Mr. Bentham gives an account of the manner in which he

arrived at the discovery of the "greatest happiness principle." He then proceeds to describe the effects which, as he conceives, that discovery is producing in language so rhetorical and ardent that, if it had been written by any other person, a genuine Utilitarian would certainly have thrown down the book in disgust.

"The only rivals of any note to the new principle which were brought forward were those known by the names of the 'moral sense' and the 'original contract.' The new principle superseded the first of these, by presenting it with a guide for its decisions; and the other, by making it unnecessary to resort to a remote and imaginary contract for what was clearly the business of every man and every hour. Throughout the whole horizon of morals and of politics the consequences were glorious and vast. It might be said, without danger of exaggeration, that they who sat in darkness had seen a great light. The mists in which mankind had jousted against each other were swept away, as when the sun of astronomical science arose in the full development of the principle of gravitation. If the object of legislation was the greatest happiness, morality was the promotion of the same end by the conduct of the individual; and by analogy, the happiness of the world was the morality of nations.

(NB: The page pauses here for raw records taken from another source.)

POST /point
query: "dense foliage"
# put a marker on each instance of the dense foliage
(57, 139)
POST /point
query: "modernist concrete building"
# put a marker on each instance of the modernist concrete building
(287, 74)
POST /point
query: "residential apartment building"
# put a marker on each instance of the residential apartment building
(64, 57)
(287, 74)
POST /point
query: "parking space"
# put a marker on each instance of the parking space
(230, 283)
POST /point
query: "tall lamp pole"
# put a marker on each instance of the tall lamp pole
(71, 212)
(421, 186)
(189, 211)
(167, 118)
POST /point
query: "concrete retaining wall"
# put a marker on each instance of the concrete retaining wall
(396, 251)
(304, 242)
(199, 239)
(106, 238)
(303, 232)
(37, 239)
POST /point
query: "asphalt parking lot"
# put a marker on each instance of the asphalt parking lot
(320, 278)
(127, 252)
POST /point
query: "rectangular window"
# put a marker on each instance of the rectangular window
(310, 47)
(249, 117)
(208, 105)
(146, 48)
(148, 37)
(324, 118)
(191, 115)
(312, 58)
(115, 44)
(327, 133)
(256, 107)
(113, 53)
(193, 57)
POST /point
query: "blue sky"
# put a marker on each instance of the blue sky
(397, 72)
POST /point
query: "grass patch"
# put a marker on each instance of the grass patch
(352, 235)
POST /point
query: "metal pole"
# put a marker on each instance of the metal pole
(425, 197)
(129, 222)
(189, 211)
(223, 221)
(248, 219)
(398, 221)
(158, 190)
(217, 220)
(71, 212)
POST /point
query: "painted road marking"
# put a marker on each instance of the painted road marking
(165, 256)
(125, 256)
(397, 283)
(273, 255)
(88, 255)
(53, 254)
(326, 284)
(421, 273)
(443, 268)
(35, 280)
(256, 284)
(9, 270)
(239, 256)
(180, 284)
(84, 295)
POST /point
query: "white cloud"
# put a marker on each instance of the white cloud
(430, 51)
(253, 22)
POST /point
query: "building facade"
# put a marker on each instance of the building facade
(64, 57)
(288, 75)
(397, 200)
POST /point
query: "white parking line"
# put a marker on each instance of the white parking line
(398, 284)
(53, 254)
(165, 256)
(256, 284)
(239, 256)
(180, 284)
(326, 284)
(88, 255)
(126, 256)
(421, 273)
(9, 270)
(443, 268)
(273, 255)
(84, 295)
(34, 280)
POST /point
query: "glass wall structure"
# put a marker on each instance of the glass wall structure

". . . All the sublime obscurities which had haunted the mind of man from the first formation of society-the phantoms whose steps had been on earth, and their heads among the clouds-marshalled themselves at the sound of this new principle of connection and of union, and stood a regulated band, where all was order, symmetry, and force. What men had struggled for and bled, while they saw it but as through a glass darkly, was made the object of substantial knowledge and lively apprehension. The bones of sages and of patriots stirred within their tombs, that what they dimly saw and followed had become the world's common heritage. And the great result was wrought by no supernatural means, nor produced by any unparallelable concatenation of events. It was foretold by no oracles, and ushered by no portents, but was brought about by the quiet and reiterated exercise of God's first gift of common-sense."

Mr. Bentham's discovery does not, as we think we shall be able to show, approach in importance to that of gravitation, to which he compares it. At all events, Mr. Bentham seems to us to act much as Sir Isaac Newton would have done if he had gone about boasting that he was the first person who taught bricklayers not to jump off scaffolds and break their legs.